Voter Identification and Registration in Ghana: A Technical Assessment December 15 December 22, 1993
From November 27 to December 8, 1993, the International Foundation for Electoral Systems (IFES) conducted a technical assessment of the .current voter identification and registration process in Ghana: The purpose of this assessment was to assist the Government of Ghana and the international community in their efforts to improve the Ghanaian voter register in preparation for general elections in 1996. This assessment mission was made possible by funding from the United States Agency for International Development (USAID) through its mission in Accra, Ghana. The scope of the assessment included the following areas of study:
1) Concerns about the 1992 voter registry;
2) Structure of the Ghanaian electoral system;
3) Statutes governing elections, registration and voter identification;
4) Data processing capacity of the National Electoral Commission;
5) Other analyses by the Ghanaian government of national identity card options;
6) Voter education on the registration process;
7) Voter Registrar training;
8) Election timetables; and
9) Supply cost estimates for registration system options.

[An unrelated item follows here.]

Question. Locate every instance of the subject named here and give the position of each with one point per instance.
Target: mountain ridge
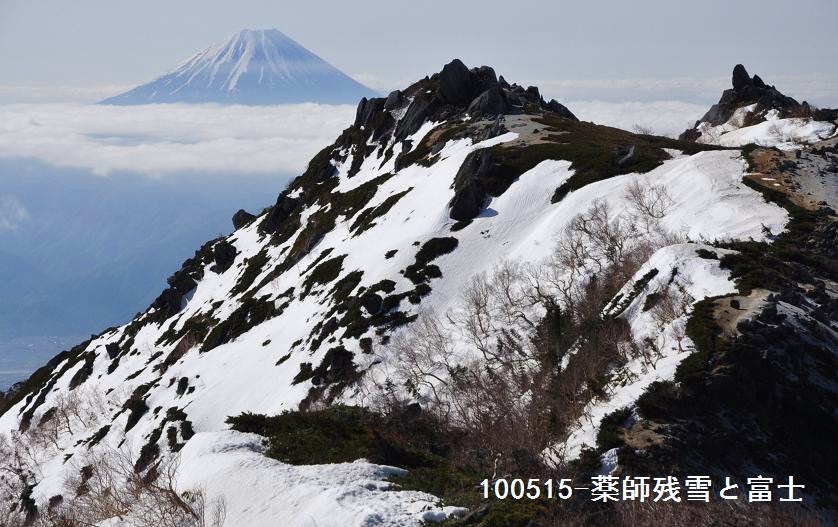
(448, 189)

The IFES team met with members and staff of the Ghanaian National Electoral Commission (NEC), Statistical Services (SS), Social Security and National Insurance Trust (SSNIT), the leadership of registered political parties and representatives of the governments of the United States and Denmark. The team prepared three sets of questions for the NEC in order to obtain general information as well as to provide guidelines for the NEC to refer to in the implementation of the registration project.

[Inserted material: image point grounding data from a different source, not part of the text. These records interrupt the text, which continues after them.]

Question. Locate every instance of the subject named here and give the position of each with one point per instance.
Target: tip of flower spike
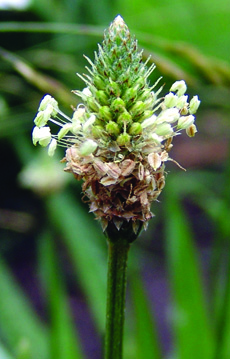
(118, 21)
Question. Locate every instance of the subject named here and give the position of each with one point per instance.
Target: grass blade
(64, 343)
(193, 334)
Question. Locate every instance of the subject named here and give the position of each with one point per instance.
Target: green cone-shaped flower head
(119, 137)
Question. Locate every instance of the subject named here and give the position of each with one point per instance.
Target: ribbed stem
(115, 312)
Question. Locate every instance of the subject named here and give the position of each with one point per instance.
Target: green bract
(118, 139)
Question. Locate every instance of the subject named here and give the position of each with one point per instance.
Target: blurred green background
(53, 255)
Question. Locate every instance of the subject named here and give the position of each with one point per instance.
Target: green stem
(115, 313)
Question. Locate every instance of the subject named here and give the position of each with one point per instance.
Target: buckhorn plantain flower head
(118, 139)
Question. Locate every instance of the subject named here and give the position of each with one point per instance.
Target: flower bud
(146, 114)
(88, 147)
(118, 105)
(179, 87)
(170, 100)
(123, 139)
(135, 129)
(130, 94)
(138, 108)
(164, 129)
(124, 117)
(102, 97)
(194, 104)
(112, 128)
(98, 131)
(185, 121)
(105, 113)
(113, 89)
(149, 122)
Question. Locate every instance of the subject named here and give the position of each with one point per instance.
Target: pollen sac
(118, 139)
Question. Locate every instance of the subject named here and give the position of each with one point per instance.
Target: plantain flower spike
(118, 139)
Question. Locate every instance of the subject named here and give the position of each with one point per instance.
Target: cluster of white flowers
(176, 114)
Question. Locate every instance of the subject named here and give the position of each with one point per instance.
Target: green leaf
(19, 323)
(192, 329)
(84, 242)
(4, 354)
(64, 342)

The responsibility for issuance· of voter identity cards and the compilation· and maintenance of the voter register rests with the NEC. However, official individual identification and the issuance of national identity cards could involve a larger activity which requires the assistance of several other Ghanaian government entities. The development of such a national database could have census applications outside of the electoral process in such areas as health care, economics and agriculture.

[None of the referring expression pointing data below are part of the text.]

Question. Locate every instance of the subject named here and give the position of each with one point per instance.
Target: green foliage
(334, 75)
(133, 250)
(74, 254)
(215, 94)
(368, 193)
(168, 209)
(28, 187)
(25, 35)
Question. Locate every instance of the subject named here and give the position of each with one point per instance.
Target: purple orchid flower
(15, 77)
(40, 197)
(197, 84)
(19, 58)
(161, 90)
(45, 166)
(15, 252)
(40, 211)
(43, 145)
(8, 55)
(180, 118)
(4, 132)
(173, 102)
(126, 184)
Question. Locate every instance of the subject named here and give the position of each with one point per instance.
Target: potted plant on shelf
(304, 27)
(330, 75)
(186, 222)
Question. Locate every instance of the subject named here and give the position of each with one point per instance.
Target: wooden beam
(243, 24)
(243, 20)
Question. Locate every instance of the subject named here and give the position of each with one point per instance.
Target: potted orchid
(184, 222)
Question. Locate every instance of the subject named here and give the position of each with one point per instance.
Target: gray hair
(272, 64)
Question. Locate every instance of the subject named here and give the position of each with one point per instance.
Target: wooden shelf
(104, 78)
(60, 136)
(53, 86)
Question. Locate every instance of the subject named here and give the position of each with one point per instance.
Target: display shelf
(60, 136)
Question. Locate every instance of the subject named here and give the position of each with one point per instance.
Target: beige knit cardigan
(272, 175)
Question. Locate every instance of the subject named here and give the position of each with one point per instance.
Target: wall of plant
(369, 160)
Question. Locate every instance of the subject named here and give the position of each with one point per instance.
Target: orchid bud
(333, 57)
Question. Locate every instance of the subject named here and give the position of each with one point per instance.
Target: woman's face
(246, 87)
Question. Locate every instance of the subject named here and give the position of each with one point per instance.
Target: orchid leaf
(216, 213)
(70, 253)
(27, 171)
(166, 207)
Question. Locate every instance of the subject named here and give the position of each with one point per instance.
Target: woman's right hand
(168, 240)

In 1992, an interim report was developed which proposed a system for the establishment of a national identification card. Although the objectives of the report were worthy, an analysis of timetables and costs make the viability of the proposal difficult to implement.
IFES recognizes the major components involved in a national voter identification and registration system consisting of:
1) voter education on the eligibility requirements and process of registration;
2) training of voter registrars;
3) the management of voter registration source documents, cards and procedures; and
4) the. production of voters lists for use at polling stations.
On the basis of the assessment team's conversations and analyses, IFES recommends the development of voter education programs which include the print, broadcast and traditional oral media. These programs must take into account the languages, literacy levels and local customs of the voting population. Equally important is the training of the voter registrars conducting the process. The reduction of registration errors and consistency in the completion of registration forms/cards are integral to the overall accuracy of the list and success of the program. IFES recommends that the source documents of the registration system include a three-part (self-duplicating) registration form/identity card designed to facilitate data entry as well as to improve the accuracy of the register.
In order to implement the project, a four to five-person support team should be assembled. The team would include an on-site project manager who would direct and coordinate the activities of the other consultants and serve as a special advisor to the NEC on the registration process. Additional consultants would be brought in to work on voter education, registrar training and data processing as required.